魔弾の射手フライシュッツ魔弾の射手Freischütz……自由なfrei、ね……」

 中国語に比べたらずっと言いやすいのに、舌先がもつれそうになった。

 

 

 アジア支部は地下に広がっていたが、黒の教団本部は天に向かって伸びていた。ハイダは初めて訪れた者がするように、吹き抜けの天井をぐるりと見上げた。久しぶりの本部は新鮮だった。
 ホールを行き交う団員たちは初めて見る少女に興味津々だったが、隣にいるお偉いさんに気後していた。

「まずは室長に挨拶をしようか」
「はい、長官」

 室長とは数年ぶりに顔を合わせることになる。仕事上の付き合いしかない相手だった。
 室長室の場所は覚えているが、知らないふりをしなくてはならない。ルベリエの後ろについて数歩進んだところで、館内放送が響き渡った。
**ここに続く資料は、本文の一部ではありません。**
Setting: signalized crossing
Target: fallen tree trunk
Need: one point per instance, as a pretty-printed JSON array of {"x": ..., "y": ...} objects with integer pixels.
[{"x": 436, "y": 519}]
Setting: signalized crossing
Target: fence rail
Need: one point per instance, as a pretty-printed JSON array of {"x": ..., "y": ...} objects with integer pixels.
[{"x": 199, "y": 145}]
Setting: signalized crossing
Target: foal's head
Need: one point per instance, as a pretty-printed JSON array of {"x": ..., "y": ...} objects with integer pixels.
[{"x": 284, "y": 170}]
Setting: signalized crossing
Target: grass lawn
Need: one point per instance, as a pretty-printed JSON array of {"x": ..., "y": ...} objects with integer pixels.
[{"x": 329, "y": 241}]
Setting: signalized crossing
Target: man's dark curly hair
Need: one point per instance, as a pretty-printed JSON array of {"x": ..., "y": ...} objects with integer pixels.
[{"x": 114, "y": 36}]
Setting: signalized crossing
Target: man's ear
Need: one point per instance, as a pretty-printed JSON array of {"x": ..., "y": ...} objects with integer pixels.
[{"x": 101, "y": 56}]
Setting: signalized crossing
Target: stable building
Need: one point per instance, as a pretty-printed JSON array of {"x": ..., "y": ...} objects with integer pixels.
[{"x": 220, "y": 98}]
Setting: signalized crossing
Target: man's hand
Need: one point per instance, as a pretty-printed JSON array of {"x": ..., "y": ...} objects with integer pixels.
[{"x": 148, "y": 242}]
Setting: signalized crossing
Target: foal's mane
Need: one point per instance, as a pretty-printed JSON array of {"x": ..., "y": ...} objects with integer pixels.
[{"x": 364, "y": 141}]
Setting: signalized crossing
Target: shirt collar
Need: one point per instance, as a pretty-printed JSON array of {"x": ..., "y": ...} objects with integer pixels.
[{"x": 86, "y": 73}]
「リナリー・リーが脱走しました。至急、出入口を封鎖してください。繰り返します――」

 足を止めた2人の脇を鴉たちが走り抜け、先回りして外へと続く扉に結界を張る。ファインダーが無線で連絡を取り合い、非戦闘員は退避した。いくら非常時の訓練は受けているとはいえ、現場を知らない団員までずいぶん慣れた様子だ。

「またリナリーか。手のかかる子だよ」
「誰ですか?」
「君の仲間だ。捕まえなさい。多少怪我をさせても構わない」
「はあ。アクマを撃つのが仕事なんですが」

 気乗りしないまま、とりあえず銃を持った。生まれ変わってから、仲間を撃つ機会ばかり回ってくる。泣き言のひとつでもこぼしたいが、もう聞いてくれる相手はいない。代わりに息を吐いて気持ちを切り替えた。逃げるエクソシストがなりふり構わず攻撃してきたら、身を守るためにも武器は必要だ。

「相手のイノセンスは?」
「両足の靴だ。能力は――」
「五階です! こっちに来ます」

 無線から顔を上げたファインダーが、ルベリエの声をかき消して叫んだ。
 ハイダは吹き抜けの天井に銃口を向けた。
 転落防止のための柵の向こうから、少女の体が飛び出してきた。黒いワンピースの裾が、長い黒髪が、まるで蝶の羽のように広がる。まだ幼く、歳の頃はアルマとユウと同じくらいだろう。

「撃て!」

 ルベリエが叫んだ。
 撃つ? 子供を? 正真正銘の子供を?
 彼女が墜死しないよう、再生能力のある自分がクッションになって受け止めるべきだと思った。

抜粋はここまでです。